A New Algebraic Relation Between Sequential Natural Number Sums

Posted on: March 9, 2025

We know how to calculate the sum of the first natural numbers. If our sequence doesn't start with 1, then we can use the arithmetic series formula to find any series' nth sum.

By using these two formulas, we can find any even-length series sum with increment value d = 1 by just calculating its first half sum. Let's see how we can do this.

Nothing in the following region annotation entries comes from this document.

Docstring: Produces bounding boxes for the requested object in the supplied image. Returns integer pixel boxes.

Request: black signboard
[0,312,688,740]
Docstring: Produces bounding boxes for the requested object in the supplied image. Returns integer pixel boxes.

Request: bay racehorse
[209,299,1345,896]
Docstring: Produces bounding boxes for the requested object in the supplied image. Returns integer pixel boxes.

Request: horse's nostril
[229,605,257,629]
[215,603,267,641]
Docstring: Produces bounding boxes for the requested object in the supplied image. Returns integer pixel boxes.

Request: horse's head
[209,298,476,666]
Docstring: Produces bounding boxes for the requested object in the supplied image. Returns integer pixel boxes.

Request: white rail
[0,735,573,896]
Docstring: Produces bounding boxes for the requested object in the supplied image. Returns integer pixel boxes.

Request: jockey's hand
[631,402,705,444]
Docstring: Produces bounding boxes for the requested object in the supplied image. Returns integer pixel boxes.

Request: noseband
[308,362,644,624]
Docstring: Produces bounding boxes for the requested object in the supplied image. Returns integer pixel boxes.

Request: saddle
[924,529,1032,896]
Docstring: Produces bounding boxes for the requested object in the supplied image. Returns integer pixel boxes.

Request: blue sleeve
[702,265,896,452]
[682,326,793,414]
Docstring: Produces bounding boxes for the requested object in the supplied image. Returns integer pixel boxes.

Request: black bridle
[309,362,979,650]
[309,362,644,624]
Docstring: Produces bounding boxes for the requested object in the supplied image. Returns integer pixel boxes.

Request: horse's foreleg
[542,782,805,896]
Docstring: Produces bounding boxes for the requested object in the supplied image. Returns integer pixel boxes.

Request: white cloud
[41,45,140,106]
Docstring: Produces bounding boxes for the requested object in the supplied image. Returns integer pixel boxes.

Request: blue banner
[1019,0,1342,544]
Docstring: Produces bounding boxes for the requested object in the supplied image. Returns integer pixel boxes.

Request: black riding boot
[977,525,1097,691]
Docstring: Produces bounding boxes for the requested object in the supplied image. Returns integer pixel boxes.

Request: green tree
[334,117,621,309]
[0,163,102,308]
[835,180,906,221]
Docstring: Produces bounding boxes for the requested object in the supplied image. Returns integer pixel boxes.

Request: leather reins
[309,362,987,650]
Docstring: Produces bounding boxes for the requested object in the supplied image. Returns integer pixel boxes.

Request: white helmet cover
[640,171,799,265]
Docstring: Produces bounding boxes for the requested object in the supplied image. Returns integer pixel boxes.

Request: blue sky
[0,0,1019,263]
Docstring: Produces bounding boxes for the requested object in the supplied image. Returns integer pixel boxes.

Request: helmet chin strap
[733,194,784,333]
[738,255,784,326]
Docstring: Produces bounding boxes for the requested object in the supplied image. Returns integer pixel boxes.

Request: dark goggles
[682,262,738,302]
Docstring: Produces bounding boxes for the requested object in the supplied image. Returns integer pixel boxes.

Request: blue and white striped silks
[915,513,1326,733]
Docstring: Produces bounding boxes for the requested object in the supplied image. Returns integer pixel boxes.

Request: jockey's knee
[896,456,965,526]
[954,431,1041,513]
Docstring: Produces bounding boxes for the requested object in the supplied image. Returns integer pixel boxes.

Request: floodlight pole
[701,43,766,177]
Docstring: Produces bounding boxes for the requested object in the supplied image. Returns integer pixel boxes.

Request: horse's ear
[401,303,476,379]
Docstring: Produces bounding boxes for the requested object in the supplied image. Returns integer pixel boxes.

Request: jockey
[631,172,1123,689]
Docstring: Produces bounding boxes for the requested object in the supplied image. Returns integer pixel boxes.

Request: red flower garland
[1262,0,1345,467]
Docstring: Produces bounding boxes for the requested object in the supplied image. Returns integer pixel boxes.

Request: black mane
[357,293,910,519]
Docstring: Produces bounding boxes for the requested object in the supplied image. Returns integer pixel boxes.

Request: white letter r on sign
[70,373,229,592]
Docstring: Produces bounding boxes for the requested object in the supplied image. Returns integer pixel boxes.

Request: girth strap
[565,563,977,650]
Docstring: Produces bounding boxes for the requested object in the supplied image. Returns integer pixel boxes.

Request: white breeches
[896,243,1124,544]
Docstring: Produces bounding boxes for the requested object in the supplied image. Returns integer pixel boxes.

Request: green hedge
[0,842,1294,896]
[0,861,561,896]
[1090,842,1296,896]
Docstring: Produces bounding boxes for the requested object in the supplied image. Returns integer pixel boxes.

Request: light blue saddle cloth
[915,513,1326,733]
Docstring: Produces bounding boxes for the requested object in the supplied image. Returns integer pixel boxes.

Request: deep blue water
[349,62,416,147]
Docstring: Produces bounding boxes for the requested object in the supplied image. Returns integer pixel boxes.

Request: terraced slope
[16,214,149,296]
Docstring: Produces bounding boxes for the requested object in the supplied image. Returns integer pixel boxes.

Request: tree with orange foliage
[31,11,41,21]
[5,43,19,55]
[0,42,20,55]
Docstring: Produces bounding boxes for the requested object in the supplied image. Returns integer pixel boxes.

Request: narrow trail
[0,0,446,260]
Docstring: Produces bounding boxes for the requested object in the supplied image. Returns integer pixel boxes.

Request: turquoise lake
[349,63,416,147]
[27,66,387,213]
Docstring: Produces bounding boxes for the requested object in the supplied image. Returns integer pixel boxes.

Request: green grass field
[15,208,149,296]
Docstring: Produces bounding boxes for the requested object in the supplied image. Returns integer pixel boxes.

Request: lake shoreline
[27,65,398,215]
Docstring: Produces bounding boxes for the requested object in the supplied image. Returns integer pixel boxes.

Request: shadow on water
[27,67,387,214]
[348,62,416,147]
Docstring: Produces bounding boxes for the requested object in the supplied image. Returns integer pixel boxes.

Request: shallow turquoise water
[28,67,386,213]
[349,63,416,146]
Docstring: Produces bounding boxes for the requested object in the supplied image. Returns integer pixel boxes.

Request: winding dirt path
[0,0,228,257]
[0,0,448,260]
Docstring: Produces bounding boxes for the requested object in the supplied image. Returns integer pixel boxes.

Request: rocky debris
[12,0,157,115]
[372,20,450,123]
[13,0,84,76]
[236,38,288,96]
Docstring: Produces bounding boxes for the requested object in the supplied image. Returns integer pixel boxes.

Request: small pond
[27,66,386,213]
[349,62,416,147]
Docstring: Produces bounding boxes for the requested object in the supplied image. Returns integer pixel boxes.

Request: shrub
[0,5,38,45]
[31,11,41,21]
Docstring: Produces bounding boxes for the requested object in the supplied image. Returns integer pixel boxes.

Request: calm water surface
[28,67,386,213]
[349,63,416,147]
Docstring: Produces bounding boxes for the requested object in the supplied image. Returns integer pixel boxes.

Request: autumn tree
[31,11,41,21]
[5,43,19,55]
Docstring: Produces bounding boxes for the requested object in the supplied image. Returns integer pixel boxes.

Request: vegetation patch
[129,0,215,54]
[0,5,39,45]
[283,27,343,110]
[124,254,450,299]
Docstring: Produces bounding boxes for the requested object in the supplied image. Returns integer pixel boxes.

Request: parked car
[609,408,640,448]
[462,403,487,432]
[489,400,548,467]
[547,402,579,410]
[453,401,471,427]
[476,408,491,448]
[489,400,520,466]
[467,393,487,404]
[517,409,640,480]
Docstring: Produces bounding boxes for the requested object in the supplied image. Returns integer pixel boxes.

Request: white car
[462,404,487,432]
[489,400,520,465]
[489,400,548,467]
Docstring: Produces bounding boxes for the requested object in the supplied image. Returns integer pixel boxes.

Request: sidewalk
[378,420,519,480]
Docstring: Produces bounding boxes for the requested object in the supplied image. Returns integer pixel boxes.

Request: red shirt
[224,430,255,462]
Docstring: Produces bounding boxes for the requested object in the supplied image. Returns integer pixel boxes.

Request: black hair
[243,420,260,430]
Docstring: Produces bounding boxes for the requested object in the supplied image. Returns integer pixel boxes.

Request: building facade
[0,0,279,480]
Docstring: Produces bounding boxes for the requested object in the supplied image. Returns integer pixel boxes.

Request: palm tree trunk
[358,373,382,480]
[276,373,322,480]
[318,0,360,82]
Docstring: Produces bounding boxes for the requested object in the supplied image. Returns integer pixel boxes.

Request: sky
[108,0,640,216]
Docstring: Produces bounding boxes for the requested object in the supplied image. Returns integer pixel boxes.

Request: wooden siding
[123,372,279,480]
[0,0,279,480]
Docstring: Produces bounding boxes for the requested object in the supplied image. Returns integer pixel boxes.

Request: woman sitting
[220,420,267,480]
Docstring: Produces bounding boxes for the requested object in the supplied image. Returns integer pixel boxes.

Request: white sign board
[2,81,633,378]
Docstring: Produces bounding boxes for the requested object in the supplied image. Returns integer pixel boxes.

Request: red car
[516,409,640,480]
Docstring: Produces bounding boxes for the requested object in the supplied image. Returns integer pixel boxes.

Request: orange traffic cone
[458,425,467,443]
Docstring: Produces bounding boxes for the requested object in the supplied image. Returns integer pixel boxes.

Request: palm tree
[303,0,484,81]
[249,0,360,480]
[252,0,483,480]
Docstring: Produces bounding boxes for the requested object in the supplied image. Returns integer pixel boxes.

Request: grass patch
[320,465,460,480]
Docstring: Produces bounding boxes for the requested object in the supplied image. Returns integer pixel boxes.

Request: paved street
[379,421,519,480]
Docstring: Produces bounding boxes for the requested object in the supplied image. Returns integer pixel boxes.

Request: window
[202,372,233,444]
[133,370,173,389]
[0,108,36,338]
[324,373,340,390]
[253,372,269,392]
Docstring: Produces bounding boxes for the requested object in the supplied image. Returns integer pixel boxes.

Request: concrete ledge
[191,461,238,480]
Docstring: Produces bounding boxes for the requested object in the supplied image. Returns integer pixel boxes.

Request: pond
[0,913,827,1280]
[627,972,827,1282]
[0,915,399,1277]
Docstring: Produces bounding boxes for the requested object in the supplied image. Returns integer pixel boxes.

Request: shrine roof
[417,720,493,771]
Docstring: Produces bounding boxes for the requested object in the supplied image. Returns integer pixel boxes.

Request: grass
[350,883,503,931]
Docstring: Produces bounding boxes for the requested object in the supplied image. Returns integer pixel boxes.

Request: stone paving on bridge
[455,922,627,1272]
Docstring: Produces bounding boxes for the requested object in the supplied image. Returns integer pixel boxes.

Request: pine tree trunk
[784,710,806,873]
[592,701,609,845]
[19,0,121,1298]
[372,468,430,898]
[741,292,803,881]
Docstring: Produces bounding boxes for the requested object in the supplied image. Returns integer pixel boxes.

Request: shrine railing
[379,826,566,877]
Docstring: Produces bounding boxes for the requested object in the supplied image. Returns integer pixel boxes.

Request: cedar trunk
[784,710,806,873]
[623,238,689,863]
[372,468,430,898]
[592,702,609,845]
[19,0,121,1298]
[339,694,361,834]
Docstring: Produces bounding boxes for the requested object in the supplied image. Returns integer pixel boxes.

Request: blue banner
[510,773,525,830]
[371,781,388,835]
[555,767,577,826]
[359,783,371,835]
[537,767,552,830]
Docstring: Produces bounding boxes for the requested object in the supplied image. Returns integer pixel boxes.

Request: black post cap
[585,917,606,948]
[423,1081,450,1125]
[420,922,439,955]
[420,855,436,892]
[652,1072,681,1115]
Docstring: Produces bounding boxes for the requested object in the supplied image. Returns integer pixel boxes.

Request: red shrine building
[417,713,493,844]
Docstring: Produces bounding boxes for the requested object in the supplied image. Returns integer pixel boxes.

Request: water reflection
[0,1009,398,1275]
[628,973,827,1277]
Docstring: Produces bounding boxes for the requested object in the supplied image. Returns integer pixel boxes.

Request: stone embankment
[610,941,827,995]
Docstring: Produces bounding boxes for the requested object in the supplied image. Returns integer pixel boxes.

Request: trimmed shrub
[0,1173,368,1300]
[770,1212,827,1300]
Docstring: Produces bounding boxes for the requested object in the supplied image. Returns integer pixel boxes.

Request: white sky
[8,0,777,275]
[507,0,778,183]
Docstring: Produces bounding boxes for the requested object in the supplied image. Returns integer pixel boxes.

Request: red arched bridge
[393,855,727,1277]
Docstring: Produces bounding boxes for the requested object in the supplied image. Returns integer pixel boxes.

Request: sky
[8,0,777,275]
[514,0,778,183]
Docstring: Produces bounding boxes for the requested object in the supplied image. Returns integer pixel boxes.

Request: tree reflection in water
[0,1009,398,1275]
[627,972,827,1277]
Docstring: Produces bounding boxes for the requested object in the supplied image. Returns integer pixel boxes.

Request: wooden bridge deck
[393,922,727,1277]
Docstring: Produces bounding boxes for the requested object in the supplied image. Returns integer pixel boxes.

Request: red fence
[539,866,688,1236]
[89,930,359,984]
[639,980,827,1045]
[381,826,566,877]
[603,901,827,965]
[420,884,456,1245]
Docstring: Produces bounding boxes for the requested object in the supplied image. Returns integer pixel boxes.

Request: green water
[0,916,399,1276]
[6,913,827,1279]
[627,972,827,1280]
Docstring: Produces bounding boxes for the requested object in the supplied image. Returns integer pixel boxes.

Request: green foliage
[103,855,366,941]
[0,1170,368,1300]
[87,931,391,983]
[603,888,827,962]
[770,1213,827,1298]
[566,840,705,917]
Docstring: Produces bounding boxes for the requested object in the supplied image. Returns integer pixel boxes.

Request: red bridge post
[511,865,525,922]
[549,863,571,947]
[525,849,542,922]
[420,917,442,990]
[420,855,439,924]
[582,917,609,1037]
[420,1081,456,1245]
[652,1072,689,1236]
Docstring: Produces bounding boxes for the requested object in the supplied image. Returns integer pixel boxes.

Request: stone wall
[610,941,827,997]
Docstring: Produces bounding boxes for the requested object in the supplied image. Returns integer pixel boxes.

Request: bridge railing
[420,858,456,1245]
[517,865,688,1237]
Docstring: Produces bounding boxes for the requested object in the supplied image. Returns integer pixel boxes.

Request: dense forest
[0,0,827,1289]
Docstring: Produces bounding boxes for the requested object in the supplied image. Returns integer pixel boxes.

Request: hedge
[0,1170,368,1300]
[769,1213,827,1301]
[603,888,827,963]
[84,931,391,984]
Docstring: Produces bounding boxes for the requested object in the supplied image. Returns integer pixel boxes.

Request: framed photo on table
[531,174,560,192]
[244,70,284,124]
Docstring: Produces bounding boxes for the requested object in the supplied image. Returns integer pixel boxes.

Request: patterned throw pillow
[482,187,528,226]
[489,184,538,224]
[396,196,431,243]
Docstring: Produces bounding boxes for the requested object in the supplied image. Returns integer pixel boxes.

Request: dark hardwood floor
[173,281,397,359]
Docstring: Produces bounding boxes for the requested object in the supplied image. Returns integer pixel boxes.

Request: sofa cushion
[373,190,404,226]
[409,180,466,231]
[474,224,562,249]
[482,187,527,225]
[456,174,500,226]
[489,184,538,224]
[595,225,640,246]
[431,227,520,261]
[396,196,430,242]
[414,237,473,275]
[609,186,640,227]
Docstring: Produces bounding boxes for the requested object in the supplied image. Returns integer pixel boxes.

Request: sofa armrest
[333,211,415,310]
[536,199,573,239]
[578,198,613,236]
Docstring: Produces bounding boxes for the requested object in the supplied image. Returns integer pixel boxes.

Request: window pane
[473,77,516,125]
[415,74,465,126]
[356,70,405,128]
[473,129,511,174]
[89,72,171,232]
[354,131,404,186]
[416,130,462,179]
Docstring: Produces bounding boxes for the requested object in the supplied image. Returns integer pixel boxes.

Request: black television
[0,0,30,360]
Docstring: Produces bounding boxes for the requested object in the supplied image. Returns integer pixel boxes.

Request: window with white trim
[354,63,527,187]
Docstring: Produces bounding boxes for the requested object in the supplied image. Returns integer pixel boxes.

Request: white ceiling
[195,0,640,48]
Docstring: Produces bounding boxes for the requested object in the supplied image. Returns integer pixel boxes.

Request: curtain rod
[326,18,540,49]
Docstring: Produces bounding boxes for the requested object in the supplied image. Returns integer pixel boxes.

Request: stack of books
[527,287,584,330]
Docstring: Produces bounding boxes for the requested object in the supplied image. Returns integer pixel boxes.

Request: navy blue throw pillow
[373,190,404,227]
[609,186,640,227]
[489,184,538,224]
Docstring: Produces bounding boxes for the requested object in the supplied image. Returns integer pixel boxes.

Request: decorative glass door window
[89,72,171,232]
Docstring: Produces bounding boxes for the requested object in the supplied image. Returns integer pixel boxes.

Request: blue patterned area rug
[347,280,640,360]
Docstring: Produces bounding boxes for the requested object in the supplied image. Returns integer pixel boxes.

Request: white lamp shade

Consider any series with r = 1.
Let's take this: 7, 8, 9, 10, 11, 12, where N = 6.
Let a be the first half sum of this series, i.e., 7+8+9.
Let b be the second half sum of this series, i.e., 10+11+12.
We can find b by just adding (N/2)² to the value a:

\[ b = a + (N/2)^2 \]

Let's say n = N/2, then:

\[ b = a + n^2 \]

The sum of the series would be:

\[ T = a + b = 2a + n^2 \]

For example: T = 2(24) + 3² = 48 + 9 = 57

We're not stopping here. Let's do the same for the square series as well.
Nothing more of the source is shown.